The change would effectively prevent new students from joining a Greek organization before completing at least one full-time semester at USC. Fall admits could rush in the spring, and spring admits could rush in the fall.
USC's fraternities and sororities have in the past focused most of their recruitment efforts on the fall semester, hosting events during what's known as "rush week." The organizations invite potential new members to attend and learn more about the values and culture of each individual chapter.
The university hasn't fully determined how to implement the policy and is forming a task force with representatives from Greek organization leadership, Undergraduate Student Government, Residential Student Government, and the Office of Fraternity and Sorority Leadership. The group is slated to begin meeting in October and to work on implementation details.
Carry said in a memo announcing the policy change that it is motivated by an interest in protecting students' well-being.
The memo says, "This is the toughest year of the transition to college life as students experience the most social and academic challenges." Carry says like other universities, USC wants to give new students "time to acclimate to the university's academic and social climate before participating in Greek-letter organizations."
USC administrators considered making this change two years ago after the Academic Senate, which represents the university's faculty, passed a resolution calling for it.
"Students may experience a high level of stress as they go through the selection process, and can feel rejected when they are not selected," the resolution said. "New students need time to explore all that the university has to offer … before they commit to any particular path."
According to a statement issued by the Interfraternity Council last week, discussions at that time led fraternities and sororities to make changes to their recruitment process rather than actually move when recruitment takes place.
The council said in last week's statement that furthering efforts to reform the new member process would be a better shift than moving recruitment. Five days later, the Panhellenic Council, which represents USC's sororities, echoed this sentiment in a statement, saying it was "committed to moving forward on our progress."
Carry met with each council on the Row earlier this month, starting with the Panhellenic Council on Sept. 11 and then the Interfraternity Council on Sept. 13.
In a statement issued Thursday night after reviewing the new policy, the Interfraternity Council said it was "disappointed" and felt that the policy was created "without input from student leaders, alumni or other key stakeholders."
The council argued that USC should solicit input from its own students rather than looking to the policies of other universities for guidance and creating a "secret agenda."
"Unilaterally implementing policy that limits a first-year student's freedom of association with no meaningful input from student leaders is contrary to everything USC stands for," the council wrote.

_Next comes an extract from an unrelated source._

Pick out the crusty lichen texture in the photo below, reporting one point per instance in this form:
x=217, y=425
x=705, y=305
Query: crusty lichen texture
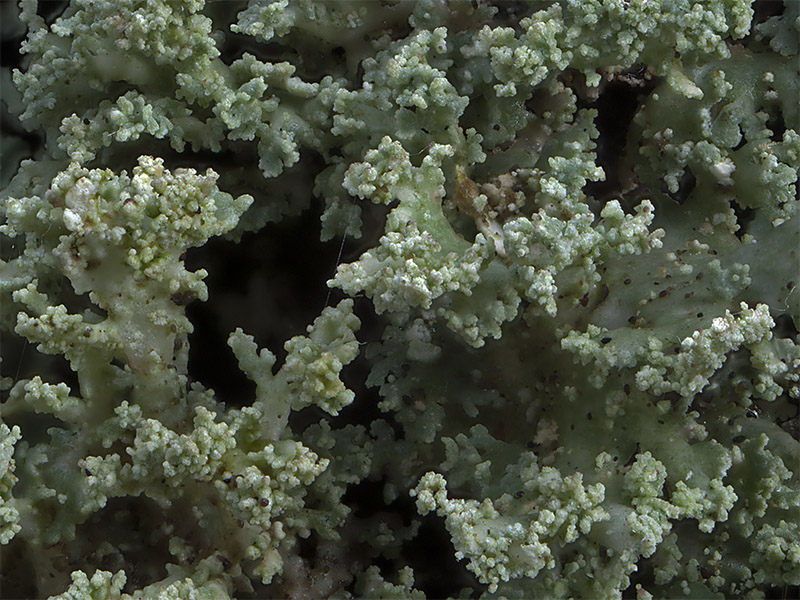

Carry reiterated in an interview with Annenberg Media this week that the policy change does not preclude a fall recruitment process, but it does prevent freshmen from joining a Greek organization as soon as they arrive.
"There can still be a fall recruitment process," he said. "It's just not a recruitment process of 17- and 18-year-old kids who just left high school six weeks ago. We're asking that we give them a chance to get settled in, get plugged in, and in the spring semester recruit them and let them participate as much as possible."
In response to the policy change, the Interfraternity Council called for a public meeting with administrators and the Greek life community as well as the formation of a committee to find "creative solutions that address the concerns of all."
If another solution can't be found, the council offered to pay for a mediation proceeding to work toward one.
In his memo, Carry said that while crafting the new policy, he heard from the presidents of organizations on the Row, Undergraduate Student Government, national fraternity and sorority offices, parents, and alumni. Given all the input, he said the university concluded that "the benefit of allowing new students one semester to acclimate to USC academics and social life far outweigh the benefits of not making this policy change."